Anfang Juni sind wir also in Strasbourg angekommen. Strasbourg hatte gleich mehrere Vorteile für uns: es war näher an der Heimat (und somit leichter Besuche zu machen oder eingelagerte Dokumente zu besorgen) und quasi direkt an der deutschen Grenze (praktisch für Vorstellungsgespräche in Deutschland). Obwohl die Rückmeldungen von meinem alten Chef aus Kanada recht spärlich waren, ging es vorwärts und er schlug vor dass ich erstmal von Deutschland aus als Freiberufler für sie arbeiten könnte, bis die Sache mit dem Visum geregelt wäre. Das hörte sich für mich nach einem guten Vorschlag an und ich prüfte die Machbarkeit dessen. Parallel dazu bekamen wir auch immer mehr Infos zur Beantragung einer kanadischen Arbeitserlaubnis, was sich aber als komplizierter, teurer und langwieriger herausstellte als ursprünglich gedacht.

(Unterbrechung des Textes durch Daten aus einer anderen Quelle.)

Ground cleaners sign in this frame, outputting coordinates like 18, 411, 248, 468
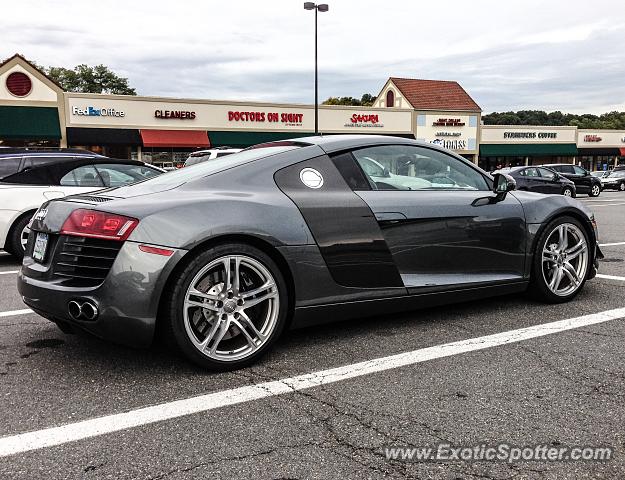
72, 107, 126, 117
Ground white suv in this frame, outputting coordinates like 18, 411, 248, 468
184, 147, 242, 167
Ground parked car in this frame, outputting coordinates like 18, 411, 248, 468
601, 170, 625, 192
543, 163, 601, 197
590, 170, 610, 180
495, 167, 577, 197
0, 150, 162, 259
18, 135, 601, 370
184, 147, 241, 167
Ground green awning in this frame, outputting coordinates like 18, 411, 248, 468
480, 143, 577, 157
208, 131, 313, 148
0, 106, 61, 140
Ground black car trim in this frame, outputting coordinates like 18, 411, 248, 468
274, 155, 404, 288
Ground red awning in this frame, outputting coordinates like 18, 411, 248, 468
141, 130, 210, 147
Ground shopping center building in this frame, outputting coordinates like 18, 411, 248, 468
0, 55, 625, 170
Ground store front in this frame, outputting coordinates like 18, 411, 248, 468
65, 93, 414, 166
0, 55, 64, 147
479, 125, 578, 172
577, 130, 625, 172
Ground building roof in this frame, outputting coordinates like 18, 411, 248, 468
0, 53, 63, 91
390, 77, 482, 112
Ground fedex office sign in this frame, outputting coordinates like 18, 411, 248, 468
72, 107, 126, 117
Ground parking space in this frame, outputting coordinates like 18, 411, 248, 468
0, 192, 625, 479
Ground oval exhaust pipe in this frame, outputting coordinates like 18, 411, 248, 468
67, 300, 98, 321
82, 302, 98, 320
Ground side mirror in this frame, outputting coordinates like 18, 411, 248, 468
493, 173, 516, 195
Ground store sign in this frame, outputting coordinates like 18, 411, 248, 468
344, 113, 384, 128
154, 110, 195, 120
72, 107, 126, 117
228, 111, 304, 126
432, 118, 465, 127
430, 138, 467, 150
503, 132, 558, 138
584, 135, 603, 142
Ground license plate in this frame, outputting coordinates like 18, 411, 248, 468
33, 232, 48, 262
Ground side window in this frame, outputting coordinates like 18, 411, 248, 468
538, 168, 555, 180
0, 157, 22, 179
60, 165, 104, 187
352, 145, 489, 190
95, 163, 161, 187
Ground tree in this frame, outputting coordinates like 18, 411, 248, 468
322, 93, 377, 107
44, 64, 137, 95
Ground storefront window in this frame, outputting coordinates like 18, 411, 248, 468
141, 147, 195, 168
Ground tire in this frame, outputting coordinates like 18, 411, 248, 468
162, 244, 289, 371
6, 213, 32, 261
588, 183, 601, 197
529, 216, 592, 303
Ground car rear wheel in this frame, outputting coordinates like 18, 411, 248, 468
589, 184, 601, 197
6, 214, 32, 260
530, 217, 591, 303
162, 244, 288, 370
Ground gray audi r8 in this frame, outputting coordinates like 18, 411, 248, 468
18, 135, 601, 370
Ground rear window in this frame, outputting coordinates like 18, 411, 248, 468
124, 145, 298, 191
0, 157, 22, 179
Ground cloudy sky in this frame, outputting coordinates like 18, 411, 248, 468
0, 0, 625, 113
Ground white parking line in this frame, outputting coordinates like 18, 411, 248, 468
596, 273, 625, 282
0, 308, 625, 457
0, 308, 33, 317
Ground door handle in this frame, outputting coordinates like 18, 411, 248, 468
375, 212, 408, 222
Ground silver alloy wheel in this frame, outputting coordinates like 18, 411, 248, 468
20, 224, 30, 252
184, 255, 280, 361
542, 223, 588, 297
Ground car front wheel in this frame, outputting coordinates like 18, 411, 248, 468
590, 184, 601, 197
530, 217, 590, 303
166, 244, 288, 371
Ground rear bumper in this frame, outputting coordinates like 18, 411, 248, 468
17, 241, 186, 347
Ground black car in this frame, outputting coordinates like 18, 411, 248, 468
543, 163, 601, 197
601, 169, 625, 192
18, 135, 601, 370
496, 167, 576, 197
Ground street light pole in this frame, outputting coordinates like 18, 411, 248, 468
304, 2, 329, 135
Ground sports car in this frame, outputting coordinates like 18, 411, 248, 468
18, 135, 601, 370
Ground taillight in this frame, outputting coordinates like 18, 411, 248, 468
61, 208, 139, 242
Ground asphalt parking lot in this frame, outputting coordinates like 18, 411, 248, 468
0, 192, 625, 479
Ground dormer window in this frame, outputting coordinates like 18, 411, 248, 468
386, 90, 395, 108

Aber wir hatten ja einen finanziellen Puffer und mit dem Vorschlag von meinem alten Chef, von Deutschland aus für sie zu arbeiten, sollte sich die Wartezeit überbrücken lassen. Nachdem es immer wieder lange Wartepausen in der Kommunikation mit ihm gab, und somit auch die Unsicherheit ob er überhaupt noch an der Sache interessiert war, bekam ich dann endlich einen Termin für das zweite von drei technischen Interviews. Dies war mit zwei Team-Mitgliedern aus Vancouver, von denen ich lustigerweise schon beide kannte. Das Gespräch lief aus meiner Sicht sehr gut (deutlich besser als das erste mit Kalifornien) und ich hatte mich schon darauf gefreut dass es nun endlich weitergehen kann. Allerdings war dieses Gespräch das letzte was ich je von irgendjemandem aus dieser Firma gehört habe. Keiner der Leute mit denen ich bisher Kontakt hatte hat sich wieder bei mir gemeldet oder mir Rückmeldung gegeben wie es nun weitergehen sollte. Das kam mir sehr komisch vor, nachdem der Kontakt bisher eigentlich relativ nett war und ich die Leute ja auch persönlich kannte. Ich habe nie herausgefunden warum der Kontakt so plötzlich abgebrochen ist. Nach drei Wochen ohne Rückmeldung habe ich dann meinen alten Chef aus Kanada informiert dass ich mich nun in Deutschland bewerbe. Ebenfalls ohne Rückmeldung. Schade.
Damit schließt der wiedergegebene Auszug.